The international benchmark, Brent crude, consequently dropped 4 cents or 0.09 per cent to sell at $44.28 per barrel, while the US West Texas Intermediate (WTI) crude lost five cents or 0.12 per cent to settle at $41.87 per barrel.

Both crude futures had earlier finished at their highest settlements since early March after the European Union reached a deal that would boost the continent’s economy.

However, the market reacted as the Energy Information Administration (EIA) said on Wednesday that crude inventories rose by 4.9 million barrels in the week to July 17 to 536.6 million barrels, compared with expectations of 2.1 million-barrel drop.

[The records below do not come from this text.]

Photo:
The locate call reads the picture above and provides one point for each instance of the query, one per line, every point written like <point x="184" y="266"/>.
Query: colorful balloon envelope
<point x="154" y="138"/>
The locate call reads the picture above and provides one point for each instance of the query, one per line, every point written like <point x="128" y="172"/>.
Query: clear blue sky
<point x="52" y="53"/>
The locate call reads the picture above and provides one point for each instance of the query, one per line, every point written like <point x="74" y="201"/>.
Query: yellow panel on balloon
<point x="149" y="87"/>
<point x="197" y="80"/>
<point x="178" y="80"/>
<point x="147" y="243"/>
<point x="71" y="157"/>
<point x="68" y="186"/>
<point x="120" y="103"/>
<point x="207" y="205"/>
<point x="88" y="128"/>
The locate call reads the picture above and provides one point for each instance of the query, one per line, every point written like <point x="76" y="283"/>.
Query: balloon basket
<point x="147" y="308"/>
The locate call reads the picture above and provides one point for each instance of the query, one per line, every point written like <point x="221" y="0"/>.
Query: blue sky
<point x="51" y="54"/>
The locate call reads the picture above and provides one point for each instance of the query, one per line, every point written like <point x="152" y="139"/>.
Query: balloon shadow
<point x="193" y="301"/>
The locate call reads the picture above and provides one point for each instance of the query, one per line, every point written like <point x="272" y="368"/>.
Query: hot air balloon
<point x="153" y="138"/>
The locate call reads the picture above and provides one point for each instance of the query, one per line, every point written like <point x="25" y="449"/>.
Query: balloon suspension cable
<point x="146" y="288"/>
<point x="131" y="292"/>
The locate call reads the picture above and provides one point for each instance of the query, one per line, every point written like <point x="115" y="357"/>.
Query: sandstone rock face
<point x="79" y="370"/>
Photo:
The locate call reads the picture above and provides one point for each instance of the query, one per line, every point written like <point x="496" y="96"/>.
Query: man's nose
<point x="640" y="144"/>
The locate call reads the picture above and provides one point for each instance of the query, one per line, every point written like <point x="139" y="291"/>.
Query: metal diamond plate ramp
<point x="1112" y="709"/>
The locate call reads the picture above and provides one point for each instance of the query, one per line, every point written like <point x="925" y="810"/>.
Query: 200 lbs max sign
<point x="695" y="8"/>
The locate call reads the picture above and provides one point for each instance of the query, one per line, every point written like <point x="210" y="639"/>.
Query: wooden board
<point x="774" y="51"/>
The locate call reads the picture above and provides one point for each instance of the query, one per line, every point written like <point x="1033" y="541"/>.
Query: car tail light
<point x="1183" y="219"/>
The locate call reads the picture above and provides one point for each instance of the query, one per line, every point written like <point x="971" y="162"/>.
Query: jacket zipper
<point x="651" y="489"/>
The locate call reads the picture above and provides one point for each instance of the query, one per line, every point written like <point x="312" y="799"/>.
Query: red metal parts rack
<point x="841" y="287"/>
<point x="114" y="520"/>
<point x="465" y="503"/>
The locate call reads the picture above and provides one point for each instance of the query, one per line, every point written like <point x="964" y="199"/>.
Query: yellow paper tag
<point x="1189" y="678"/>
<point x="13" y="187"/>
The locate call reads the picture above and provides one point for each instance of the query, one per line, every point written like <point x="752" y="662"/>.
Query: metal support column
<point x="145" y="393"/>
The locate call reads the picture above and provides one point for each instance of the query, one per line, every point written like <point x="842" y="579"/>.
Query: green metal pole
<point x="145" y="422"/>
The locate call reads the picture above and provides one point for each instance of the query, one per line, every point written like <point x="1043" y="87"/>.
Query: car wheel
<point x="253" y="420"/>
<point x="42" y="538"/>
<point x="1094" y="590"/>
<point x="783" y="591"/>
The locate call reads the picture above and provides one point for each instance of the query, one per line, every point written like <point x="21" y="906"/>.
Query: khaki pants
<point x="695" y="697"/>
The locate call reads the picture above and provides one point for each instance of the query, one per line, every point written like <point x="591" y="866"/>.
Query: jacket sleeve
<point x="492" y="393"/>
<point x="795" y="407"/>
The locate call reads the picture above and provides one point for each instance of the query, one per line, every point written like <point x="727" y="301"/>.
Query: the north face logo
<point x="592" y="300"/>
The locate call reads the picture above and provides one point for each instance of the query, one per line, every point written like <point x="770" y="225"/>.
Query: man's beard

Also, The American Petroleum Institute (API) reported a climb of 7.5 million barrels.

The EIA data also showed crude stocks at the Cushing, Oklahoma, storage hub edged up by about 1.4 million barrels, while total domestic oil production climbed by 100,000 barrels to 11.1 million barrels a day last week.

Analysts note that this increase in US inventories may raise questions over a decision by the Organization of the Petroleum Exporting Countries and their allies, OPEC+ to taper production cuts from 9.7 million barrels per day to 7.7 million barrels starting from August.

Prices were also pressured by renewed tensions between the US and China, a factor that raised the potential for a decline in energy demand.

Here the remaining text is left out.